Ma non mi fermai certo per preoccuparmene: continuai quel galoppo sfrenato, ben sapendo che il tempo era poco, e che forse non avrei fatto in tempo. Eppure, quando arrivai dinnanzi alle mura, dinnanzi alle massicce porte di legno, chiuse, mi bloccai.
Mi voltai a guardare, in lontananza, la fortezza di pietra, appena rialzata rispetto al resto della città, come un volatile che guarda dall'alto di un trespolo il paesaggio. E così, ripensai ai miei compagni di viaggio. Al piccolo mago con dei poteri pericolosi tanto quanto i miei e uno strano rapporto con la morte. All'irritante erborista con l'espressione tipicamente impassibile su qualsiasi cosa e le parole secche e tanto abili a pungere sul vivo. E poi a lui, al principino viziato e al tempo stesso altruista, ai capelli morbidi, di quel tenue color caramello, e agli occhi lievemente spaventosi, turbinanti come la tempesta, grigi come un temporale. Mi passai una mano sulle labbra, ricordandomi di ciò che avevo fatto, della morbidezza di quel contatto. Sapeva di zucchero.
Strizzai le palpebre, mi costrinsi a guardare le grandi porte. Dovevo andarmene.
Ma non ci riuscivo.
Non potevo lasciarlo da solo a combattere quelle bestie. Io volevo restare. Io volevo combattere al suo fianco, per assicurarmi che sarebbe stato al sicuro. Volevo, per una volta, riuscire a controllarmi, senza causare guai. Volevo che la mia presenza, per quella missione, avesse un senso. Io dovevo proteggere il principe. E lo avrei fatto.

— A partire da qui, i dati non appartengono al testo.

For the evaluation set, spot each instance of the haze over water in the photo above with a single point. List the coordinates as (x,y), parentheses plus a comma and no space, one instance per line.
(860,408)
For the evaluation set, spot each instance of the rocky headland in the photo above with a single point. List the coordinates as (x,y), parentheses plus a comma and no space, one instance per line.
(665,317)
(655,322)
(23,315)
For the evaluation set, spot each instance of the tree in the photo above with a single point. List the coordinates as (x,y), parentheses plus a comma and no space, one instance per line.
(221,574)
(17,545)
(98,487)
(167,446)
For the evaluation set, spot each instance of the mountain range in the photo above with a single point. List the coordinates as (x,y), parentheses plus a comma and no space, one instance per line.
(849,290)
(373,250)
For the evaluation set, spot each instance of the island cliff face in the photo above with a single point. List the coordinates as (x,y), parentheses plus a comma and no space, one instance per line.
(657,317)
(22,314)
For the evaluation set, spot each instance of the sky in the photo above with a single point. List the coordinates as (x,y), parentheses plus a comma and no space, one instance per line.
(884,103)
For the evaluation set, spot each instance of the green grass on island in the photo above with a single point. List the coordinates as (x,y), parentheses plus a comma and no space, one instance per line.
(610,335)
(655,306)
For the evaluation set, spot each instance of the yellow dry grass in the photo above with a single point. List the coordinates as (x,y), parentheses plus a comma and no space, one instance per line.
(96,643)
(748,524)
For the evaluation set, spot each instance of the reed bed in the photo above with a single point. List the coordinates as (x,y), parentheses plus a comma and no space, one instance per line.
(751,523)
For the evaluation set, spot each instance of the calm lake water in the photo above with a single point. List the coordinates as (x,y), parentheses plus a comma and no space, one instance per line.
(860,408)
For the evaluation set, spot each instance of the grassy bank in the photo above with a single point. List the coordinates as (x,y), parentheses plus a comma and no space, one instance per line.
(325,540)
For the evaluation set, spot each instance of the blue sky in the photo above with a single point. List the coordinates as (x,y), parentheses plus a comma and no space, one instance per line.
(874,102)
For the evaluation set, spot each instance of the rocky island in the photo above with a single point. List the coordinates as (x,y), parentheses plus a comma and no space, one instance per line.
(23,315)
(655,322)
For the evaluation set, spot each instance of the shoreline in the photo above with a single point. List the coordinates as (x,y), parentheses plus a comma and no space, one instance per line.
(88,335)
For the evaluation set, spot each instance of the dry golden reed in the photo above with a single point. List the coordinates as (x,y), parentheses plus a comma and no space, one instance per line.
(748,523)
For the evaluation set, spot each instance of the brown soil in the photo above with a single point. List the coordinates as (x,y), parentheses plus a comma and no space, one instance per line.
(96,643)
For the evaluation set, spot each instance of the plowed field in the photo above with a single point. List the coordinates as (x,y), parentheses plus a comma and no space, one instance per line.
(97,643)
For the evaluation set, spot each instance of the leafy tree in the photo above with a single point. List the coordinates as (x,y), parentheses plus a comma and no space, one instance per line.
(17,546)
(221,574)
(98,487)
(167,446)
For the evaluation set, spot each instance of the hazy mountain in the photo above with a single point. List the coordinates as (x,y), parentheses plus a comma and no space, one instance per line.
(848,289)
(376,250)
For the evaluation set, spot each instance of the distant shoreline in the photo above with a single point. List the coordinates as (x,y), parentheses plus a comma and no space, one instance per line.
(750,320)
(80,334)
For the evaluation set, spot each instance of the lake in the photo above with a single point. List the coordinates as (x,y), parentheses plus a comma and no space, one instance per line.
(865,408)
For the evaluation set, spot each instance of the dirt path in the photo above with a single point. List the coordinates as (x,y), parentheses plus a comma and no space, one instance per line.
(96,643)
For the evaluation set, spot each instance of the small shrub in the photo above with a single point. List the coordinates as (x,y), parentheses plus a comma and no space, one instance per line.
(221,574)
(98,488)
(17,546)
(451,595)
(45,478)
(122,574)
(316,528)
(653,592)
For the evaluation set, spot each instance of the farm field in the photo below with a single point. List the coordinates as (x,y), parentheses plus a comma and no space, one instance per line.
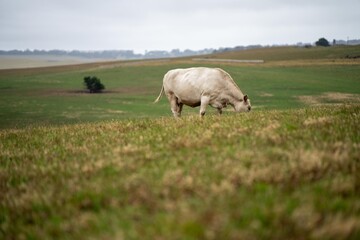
(55,95)
(114,165)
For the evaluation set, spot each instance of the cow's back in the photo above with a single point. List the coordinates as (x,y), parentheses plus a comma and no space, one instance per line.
(189,84)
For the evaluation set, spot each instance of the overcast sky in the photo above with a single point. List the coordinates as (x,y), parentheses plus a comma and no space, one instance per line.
(168,24)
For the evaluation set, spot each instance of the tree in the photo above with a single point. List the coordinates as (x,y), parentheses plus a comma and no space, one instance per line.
(322,42)
(93,84)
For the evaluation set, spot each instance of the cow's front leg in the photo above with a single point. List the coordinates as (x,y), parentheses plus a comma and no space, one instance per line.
(174,105)
(204,101)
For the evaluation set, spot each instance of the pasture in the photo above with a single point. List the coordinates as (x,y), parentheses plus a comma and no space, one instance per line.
(116,166)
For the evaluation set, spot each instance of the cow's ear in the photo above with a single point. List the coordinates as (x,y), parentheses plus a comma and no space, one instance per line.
(245,98)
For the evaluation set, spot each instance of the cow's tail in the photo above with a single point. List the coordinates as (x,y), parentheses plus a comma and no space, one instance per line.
(161,93)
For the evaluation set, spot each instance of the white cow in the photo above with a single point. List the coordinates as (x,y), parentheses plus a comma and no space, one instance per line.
(201,87)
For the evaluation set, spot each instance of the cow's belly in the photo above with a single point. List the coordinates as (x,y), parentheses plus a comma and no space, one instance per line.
(189,98)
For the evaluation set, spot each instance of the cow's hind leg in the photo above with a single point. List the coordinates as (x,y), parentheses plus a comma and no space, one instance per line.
(180,105)
(203,104)
(174,105)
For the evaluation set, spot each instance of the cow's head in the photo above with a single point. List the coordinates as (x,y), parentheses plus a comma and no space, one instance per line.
(244,105)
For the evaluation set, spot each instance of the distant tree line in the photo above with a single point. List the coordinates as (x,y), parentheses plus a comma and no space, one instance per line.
(130,54)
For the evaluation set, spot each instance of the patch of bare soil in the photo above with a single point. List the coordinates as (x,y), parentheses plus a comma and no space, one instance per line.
(329,97)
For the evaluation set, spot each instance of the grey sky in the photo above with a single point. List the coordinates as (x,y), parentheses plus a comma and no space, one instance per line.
(167,24)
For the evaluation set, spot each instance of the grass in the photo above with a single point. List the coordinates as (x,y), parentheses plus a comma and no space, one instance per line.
(53,95)
(188,179)
(115,166)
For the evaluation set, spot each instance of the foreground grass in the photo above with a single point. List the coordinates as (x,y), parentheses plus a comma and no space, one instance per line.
(263,175)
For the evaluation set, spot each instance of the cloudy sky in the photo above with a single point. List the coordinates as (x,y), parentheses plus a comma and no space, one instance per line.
(167,24)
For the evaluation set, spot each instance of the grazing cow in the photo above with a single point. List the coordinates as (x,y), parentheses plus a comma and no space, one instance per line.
(201,87)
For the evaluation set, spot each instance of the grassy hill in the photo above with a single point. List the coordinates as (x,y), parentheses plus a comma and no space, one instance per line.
(55,95)
(262,175)
(116,166)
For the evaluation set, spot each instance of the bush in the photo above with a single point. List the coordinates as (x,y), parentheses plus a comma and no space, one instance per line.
(93,84)
(322,42)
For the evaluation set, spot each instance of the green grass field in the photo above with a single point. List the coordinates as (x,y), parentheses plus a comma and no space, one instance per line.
(116,166)
(53,95)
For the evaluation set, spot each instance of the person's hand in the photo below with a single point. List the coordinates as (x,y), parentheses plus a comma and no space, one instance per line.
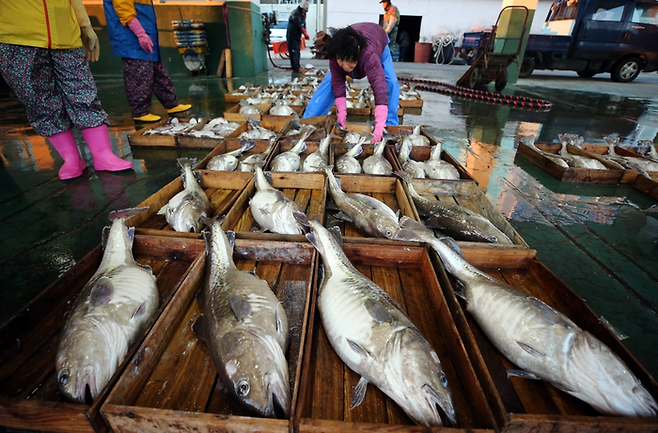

Sull'onda di quel pensiero, ruotai il cavallo verso l'interno della città, alzai il capo in direzione della fortezza. E, sul punto di alzare le braccia per battere le redini sul manto del destriero e partire al galoppo, un frastuono alle mie spalle mi fermò, facendo agitare il cavallo tanto da farlo alzare sulle due zampe posteriori per disarcionarmi. Caddi, per fortuna rotolando sull'acciottolato, evitando così di ferirmi, per poi mettermi rapidamente in piedi.
Il cavallo iniziò a correre furiosamente, sparendo verso una delle vie in fondo alla strada. Ed io lo guardai eclissarsi sotto ai miei occhi, prima che un nuovo boato scuotesse le porte della città, che distavano solo di pochi metri da me. Mi voltai verso di esse, strabuzzando gli occhi. Delle grosse crepe correvano nel legno massiccio delle porte, le travi che sbarravano le porte, pian piano, minacciavano di spezzarsi.
«Per tutti gli dei...» sussurrai, ben sapendo di essere completamente solo, ma lasciandomi andare a quell'imprecazione, prima che un nuovo colpo portentoso mi facesse sobbalzare, indietreggiare, e poi iniziare a correre furiosamente.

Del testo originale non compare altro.